Der Mindestlohn war zum 1.1.2015 in Kraft getreten und hatte bei Einführung 8,50 € brutto je Arbeitsstunde betragen. Zum 1.1.2019 steigt er auf 9,19 € und zum 1.1.2020 auf 9,35 €. Dabei wurde unter anderem die Veränderungsrate des Tarifindex der Bruttostundenverdienste ohne Sonderzahlungen des Statistischen Bundesamtes berücksichtigt.

Im Jahr 2017 entfiel gut die Hälfte der Jobs mit Mindestlohn auf geringfügig entlohnte Beschäftigungsverhältnisse, sogenannte Minijobs (0,7 Millionen). Ausnahmen vom Mindestlohn gelten inzwischen nur für Auszubildende, Jugendliche unter 18 Jahren ohne abgeschlossene Berufsausbildung, ehrenamtlich Tätige und Langzeitarbeitslose in den ersten sechs Monaten einer Beschäftigung.

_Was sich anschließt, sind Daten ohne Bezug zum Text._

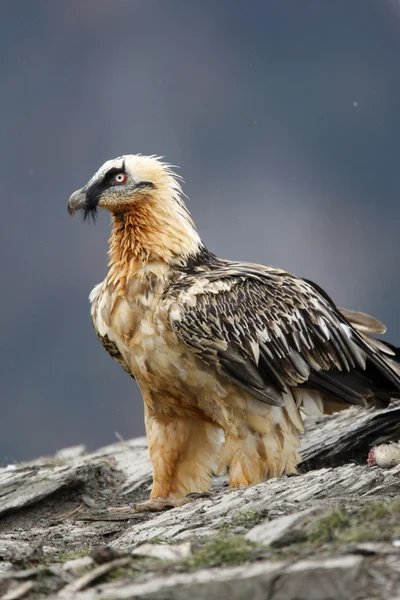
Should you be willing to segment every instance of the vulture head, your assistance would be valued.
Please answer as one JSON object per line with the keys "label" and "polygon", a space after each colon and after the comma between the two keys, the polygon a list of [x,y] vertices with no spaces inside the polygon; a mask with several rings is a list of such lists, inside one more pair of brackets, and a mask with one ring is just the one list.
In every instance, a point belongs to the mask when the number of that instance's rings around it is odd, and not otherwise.
{"label": "vulture head", "polygon": [[98,208],[121,214],[139,202],[182,206],[179,176],[156,156],[127,155],[108,160],[68,202],[74,216],[83,211],[84,219],[96,216]]}
{"label": "vulture head", "polygon": [[[124,256],[185,261],[201,241],[182,200],[181,178],[156,156],[127,155],[109,160],[68,201],[68,212],[112,215],[112,249]],[[118,254],[116,251],[114,255]],[[139,260],[139,259],[137,259]]]}

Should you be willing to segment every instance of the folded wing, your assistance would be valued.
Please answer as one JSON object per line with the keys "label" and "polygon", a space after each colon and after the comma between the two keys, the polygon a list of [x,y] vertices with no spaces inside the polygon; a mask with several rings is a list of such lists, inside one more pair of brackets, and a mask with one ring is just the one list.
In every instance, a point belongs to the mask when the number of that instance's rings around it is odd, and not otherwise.
{"label": "folded wing", "polygon": [[222,263],[186,277],[173,293],[170,322],[180,341],[262,402],[281,406],[283,394],[296,387],[360,405],[399,393],[392,352],[365,334],[384,326],[337,309],[311,282],[268,267]]}

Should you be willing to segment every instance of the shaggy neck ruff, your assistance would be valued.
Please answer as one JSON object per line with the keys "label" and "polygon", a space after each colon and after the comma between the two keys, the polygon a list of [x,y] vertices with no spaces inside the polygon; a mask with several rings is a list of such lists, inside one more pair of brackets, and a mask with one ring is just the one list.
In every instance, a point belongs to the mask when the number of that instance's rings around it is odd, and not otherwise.
{"label": "shaggy neck ruff", "polygon": [[124,286],[151,270],[167,278],[174,265],[195,255],[201,241],[183,205],[146,198],[112,214],[109,281]]}

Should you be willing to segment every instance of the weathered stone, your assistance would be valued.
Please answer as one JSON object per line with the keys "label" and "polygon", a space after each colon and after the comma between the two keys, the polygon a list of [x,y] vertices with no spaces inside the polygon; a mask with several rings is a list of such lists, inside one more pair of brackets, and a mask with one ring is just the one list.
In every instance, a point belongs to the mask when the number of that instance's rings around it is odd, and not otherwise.
{"label": "weathered stone", "polygon": [[275,582],[271,600],[353,600],[362,580],[362,558],[300,561]]}
{"label": "weathered stone", "polygon": [[96,500],[94,500],[94,498],[92,498],[91,496],[88,496],[88,494],[82,494],[81,500],[83,504],[85,504],[85,506],[88,506],[89,508],[93,508],[94,506],[96,506]]}
{"label": "weathered stone", "polygon": [[362,560],[342,556],[296,565],[265,561],[206,569],[122,587],[104,585],[77,594],[75,600],[352,600],[360,583]]}
{"label": "weathered stone", "polygon": [[67,560],[63,564],[63,570],[77,576],[93,567],[93,565],[94,560],[91,556],[80,556],[79,558],[74,558],[73,560]]}
{"label": "weathered stone", "polygon": [[119,569],[121,567],[126,566],[129,563],[129,558],[117,558],[112,560],[111,562],[105,563],[104,565],[100,565],[95,569],[92,569],[89,573],[82,575],[78,579],[75,579],[72,583],[69,583],[65,587],[63,587],[57,597],[74,600],[77,597],[77,593],[80,590],[85,589],[89,585],[91,585],[96,579],[100,577],[104,577],[107,573],[114,571],[115,569]]}
{"label": "weathered stone", "polygon": [[84,444],[79,444],[78,446],[69,446],[68,448],[62,448],[58,450],[55,454],[56,458],[60,460],[73,460],[74,458],[79,458],[83,456],[86,452],[86,446]]}
{"label": "weathered stone", "polygon": [[7,562],[7,561],[0,562],[0,578],[4,573],[8,574],[13,569],[14,569],[14,565],[12,564],[12,562]]}
{"label": "weathered stone", "polygon": [[270,598],[274,581],[284,566],[285,563],[263,562],[152,577],[143,583],[122,587],[106,584],[96,591],[77,594],[74,600],[187,600],[190,597],[195,600],[265,600]]}
{"label": "weathered stone", "polygon": [[278,546],[282,543],[288,543],[289,535],[290,541],[299,541],[300,530],[298,527],[296,528],[296,525],[304,521],[307,515],[312,512],[315,511],[311,508],[294,513],[293,515],[278,517],[278,519],[274,519],[273,521],[264,521],[250,529],[245,537],[251,542],[257,542],[264,546]]}
{"label": "weathered stone", "polygon": [[15,586],[11,586],[10,589],[3,594],[1,600],[19,600],[24,598],[34,587],[33,581],[24,581]]}
{"label": "weathered stone", "polygon": [[24,508],[54,494],[62,488],[83,485],[99,466],[21,467],[9,472],[0,469],[0,515]]}
{"label": "weathered stone", "polygon": [[123,474],[120,494],[124,496],[151,481],[151,463],[143,438],[113,444],[101,451],[60,465],[53,462],[28,464],[16,470],[0,469],[0,516],[25,508],[65,488],[84,486],[92,478],[112,480],[116,470]]}
{"label": "weathered stone", "polygon": [[40,560],[43,550],[40,544],[22,542],[18,539],[7,537],[0,538],[0,559],[13,564],[20,564],[32,560]]}
{"label": "weathered stone", "polygon": [[92,548],[90,556],[98,565],[102,565],[119,558],[119,552],[111,546],[95,546]]}
{"label": "weathered stone", "polygon": [[363,542],[354,544],[349,547],[348,551],[352,554],[361,554],[364,556],[373,556],[375,554],[399,554],[399,548],[396,548],[394,544],[385,542]]}
{"label": "weathered stone", "polygon": [[133,556],[149,556],[160,560],[184,560],[191,554],[190,542],[183,544],[142,544],[132,550]]}
{"label": "weathered stone", "polygon": [[[389,472],[388,472],[389,473]],[[207,529],[229,525],[249,510],[268,513],[282,510],[297,512],[299,506],[318,507],[321,499],[363,498],[400,492],[400,477],[396,469],[384,478],[380,469],[367,465],[349,464],[336,469],[319,469],[299,477],[267,481],[251,488],[217,494],[207,500],[196,500],[180,508],[156,514],[152,519],[128,527],[113,545],[124,549],[151,541],[153,537],[183,540],[190,536],[201,537]],[[382,487],[383,486],[383,487]],[[206,530],[202,530],[205,527]]]}
{"label": "weathered stone", "polygon": [[[395,528],[392,531],[389,525],[383,536],[379,529],[371,529],[375,537],[370,539],[362,530],[362,543],[344,541],[333,546],[328,526],[328,535],[318,542],[317,549],[307,536],[308,523],[314,519],[309,510],[316,511],[320,519],[320,512],[331,518],[349,507],[353,514],[375,501],[384,509],[386,499],[399,494],[400,466],[386,471],[371,468],[366,464],[367,453],[363,455],[378,442],[376,425],[379,436],[383,435],[383,423],[389,424],[388,431],[394,434],[400,426],[398,419],[395,422],[397,410],[350,410],[309,426],[303,439],[302,468],[323,465],[318,470],[236,490],[227,490],[225,477],[215,478],[209,498],[159,514],[127,509],[122,520],[108,507],[127,507],[149,494],[151,464],[143,438],[84,456],[71,455],[62,464],[59,458],[40,459],[23,467],[0,469],[0,559],[4,561],[0,566],[5,566],[0,570],[0,600],[27,582],[27,600],[39,596],[70,600],[393,600],[400,585]],[[352,444],[362,457],[361,464],[350,460]],[[396,511],[396,506],[392,500],[390,510]],[[336,507],[339,510],[332,511]],[[394,523],[393,515],[390,513],[389,521]],[[362,521],[358,526],[362,527]],[[253,547],[242,535],[262,546]],[[376,541],[390,540],[391,535],[393,543]],[[301,539],[307,544],[293,544]],[[43,542],[46,546],[41,548]],[[220,542],[228,544],[229,551],[225,555],[222,551],[215,560]],[[245,550],[240,554],[238,548],[243,544]],[[75,559],[72,567],[67,564],[63,568],[69,551],[71,555],[89,553],[89,558]],[[275,558],[289,558],[287,562],[267,560],[275,554]],[[141,560],[141,556],[157,557],[164,564]],[[316,560],[317,556],[321,560]],[[205,568],[221,563],[226,566]],[[82,573],[80,568],[88,571]],[[187,569],[189,572],[182,572]],[[105,583],[110,573],[113,581]],[[22,592],[20,588],[15,593]]]}

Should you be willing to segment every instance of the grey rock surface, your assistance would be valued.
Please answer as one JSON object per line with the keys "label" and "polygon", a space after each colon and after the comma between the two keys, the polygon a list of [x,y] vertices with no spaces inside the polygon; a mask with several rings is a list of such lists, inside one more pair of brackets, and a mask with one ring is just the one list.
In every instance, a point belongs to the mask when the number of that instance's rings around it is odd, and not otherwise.
{"label": "grey rock surface", "polygon": [[288,540],[288,536],[290,536],[290,539],[293,539],[294,535],[296,536],[298,533],[301,533],[301,528],[299,527],[302,521],[307,515],[314,512],[316,512],[315,509],[309,508],[295,512],[292,515],[278,517],[272,521],[264,521],[250,529],[245,538],[264,546],[282,545]]}
{"label": "grey rock surface", "polygon": [[308,421],[299,475],[215,478],[162,513],[129,508],[151,486],[144,438],[0,469],[0,600],[393,599],[400,466],[366,459],[399,422],[396,405]]}
{"label": "grey rock surface", "polygon": [[349,600],[359,584],[362,559],[343,556],[327,560],[260,562],[244,567],[207,569],[172,575],[115,589],[103,586],[76,600]]}

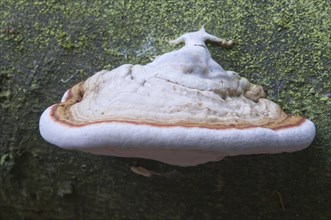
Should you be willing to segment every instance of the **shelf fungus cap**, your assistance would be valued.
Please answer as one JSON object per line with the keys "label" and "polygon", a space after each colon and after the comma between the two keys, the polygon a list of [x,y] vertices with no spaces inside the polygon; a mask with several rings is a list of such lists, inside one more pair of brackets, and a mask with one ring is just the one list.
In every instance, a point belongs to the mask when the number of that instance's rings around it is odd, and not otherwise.
{"label": "shelf fungus cap", "polygon": [[225,71],[206,41],[231,44],[202,28],[172,41],[184,46],[151,63],[125,64],[76,84],[44,111],[41,135],[65,149],[178,166],[308,147],[314,124]]}

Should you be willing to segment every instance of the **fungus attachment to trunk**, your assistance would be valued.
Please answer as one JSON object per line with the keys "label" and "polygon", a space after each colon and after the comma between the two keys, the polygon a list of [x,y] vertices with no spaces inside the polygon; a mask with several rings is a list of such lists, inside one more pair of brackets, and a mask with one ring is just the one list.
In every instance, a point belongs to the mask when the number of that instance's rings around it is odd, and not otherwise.
{"label": "fungus attachment to trunk", "polygon": [[74,85],[42,114],[41,135],[65,149],[178,166],[308,147],[314,124],[225,71],[207,41],[233,43],[202,27],[171,41],[184,46],[151,63],[103,70]]}

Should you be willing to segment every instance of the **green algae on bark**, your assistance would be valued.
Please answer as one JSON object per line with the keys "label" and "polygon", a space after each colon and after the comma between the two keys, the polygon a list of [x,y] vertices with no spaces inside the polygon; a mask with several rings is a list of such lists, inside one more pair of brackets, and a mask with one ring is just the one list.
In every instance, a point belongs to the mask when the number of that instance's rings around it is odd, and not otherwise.
{"label": "green algae on bark", "polygon": [[[328,1],[2,0],[0,11],[1,218],[330,218]],[[68,87],[101,69],[146,63],[202,24],[236,41],[231,50],[211,47],[218,63],[317,125],[311,147],[178,169],[63,152],[41,140],[42,110]],[[176,172],[138,178],[132,161]]]}

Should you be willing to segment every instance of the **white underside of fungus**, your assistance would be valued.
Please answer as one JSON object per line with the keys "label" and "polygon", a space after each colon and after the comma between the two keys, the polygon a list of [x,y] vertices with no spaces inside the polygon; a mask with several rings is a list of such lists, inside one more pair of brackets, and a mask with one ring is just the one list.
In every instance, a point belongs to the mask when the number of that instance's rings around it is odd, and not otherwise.
{"label": "white underside of fungus", "polygon": [[314,124],[287,115],[261,86],[224,71],[207,40],[231,43],[202,28],[149,64],[104,70],[75,85],[42,114],[41,135],[65,149],[179,166],[308,147]]}

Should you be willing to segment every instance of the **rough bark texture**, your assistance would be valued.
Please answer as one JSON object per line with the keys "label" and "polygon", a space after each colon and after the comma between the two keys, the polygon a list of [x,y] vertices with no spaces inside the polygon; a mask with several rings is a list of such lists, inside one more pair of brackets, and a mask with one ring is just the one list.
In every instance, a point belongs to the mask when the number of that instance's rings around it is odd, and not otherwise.
{"label": "rough bark texture", "polygon": [[[1,0],[0,219],[331,219],[330,14],[325,0]],[[202,24],[236,41],[209,47],[225,69],[315,122],[312,146],[180,168],[41,139],[41,112],[67,88],[144,64]]]}

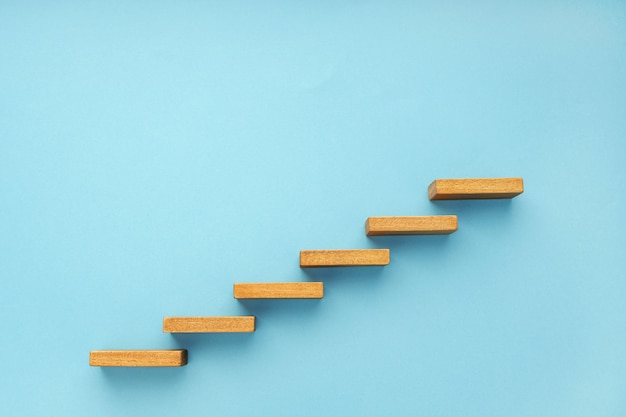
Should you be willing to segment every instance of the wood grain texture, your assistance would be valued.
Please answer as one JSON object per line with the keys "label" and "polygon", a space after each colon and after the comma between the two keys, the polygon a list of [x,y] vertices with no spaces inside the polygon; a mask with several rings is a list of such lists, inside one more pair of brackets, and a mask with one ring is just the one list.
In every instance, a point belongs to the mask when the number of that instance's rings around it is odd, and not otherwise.
{"label": "wood grain texture", "polygon": [[389,249],[300,251],[300,268],[383,265],[389,265]]}
{"label": "wood grain texture", "polygon": [[522,178],[438,179],[428,186],[431,200],[513,198],[523,192]]}
{"label": "wood grain texture", "polygon": [[165,317],[165,333],[249,333],[254,316]]}
{"label": "wood grain texture", "polygon": [[89,352],[91,366],[150,366],[171,367],[187,365],[187,350],[93,350]]}
{"label": "wood grain texture", "polygon": [[237,299],[245,298],[323,298],[323,282],[260,282],[237,283]]}
{"label": "wood grain texture", "polygon": [[367,236],[447,235],[457,229],[456,216],[369,217],[365,222]]}

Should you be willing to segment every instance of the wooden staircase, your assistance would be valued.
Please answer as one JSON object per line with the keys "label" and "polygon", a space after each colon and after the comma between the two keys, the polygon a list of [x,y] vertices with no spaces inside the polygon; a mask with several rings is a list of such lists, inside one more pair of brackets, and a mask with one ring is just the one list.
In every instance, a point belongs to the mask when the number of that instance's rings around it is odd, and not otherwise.
{"label": "wooden staircase", "polygon": [[[524,192],[522,178],[437,179],[428,187],[431,200],[513,198]],[[367,236],[441,235],[458,229],[455,215],[370,217]],[[303,250],[301,268],[385,266],[389,249]],[[323,282],[236,283],[236,299],[323,298]],[[166,333],[249,333],[255,331],[255,316],[165,317]],[[95,350],[91,366],[176,367],[187,364],[186,349]]]}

Schüler (ab 18), Studenten und Rentner mit Nebenjobs haben dagegen Anspruch auf den Mindestlohn. Im Zweifelsfall muss der Mindestlohn eingeklagt werden – und zwar beim Arbeitsgericht.

Das Gesetz sieht für Unternehmen, die den Mindestlohn nicht zahlen, Bußgelder bis zur Höhe von 500.000,– € vor. Für die Bekämpfung der Schwarzarbeit und illegalen Beschäftigung sind in Deutschland die Hauptzollämter mit ihrem Arbeitsbereich Finanzkontrolle Schwarzarbeit zuständig. Wer den Mindestlohn nicht erhält, kann das der zuständigen Stelle schriftlich oder telefonisch mitteilen.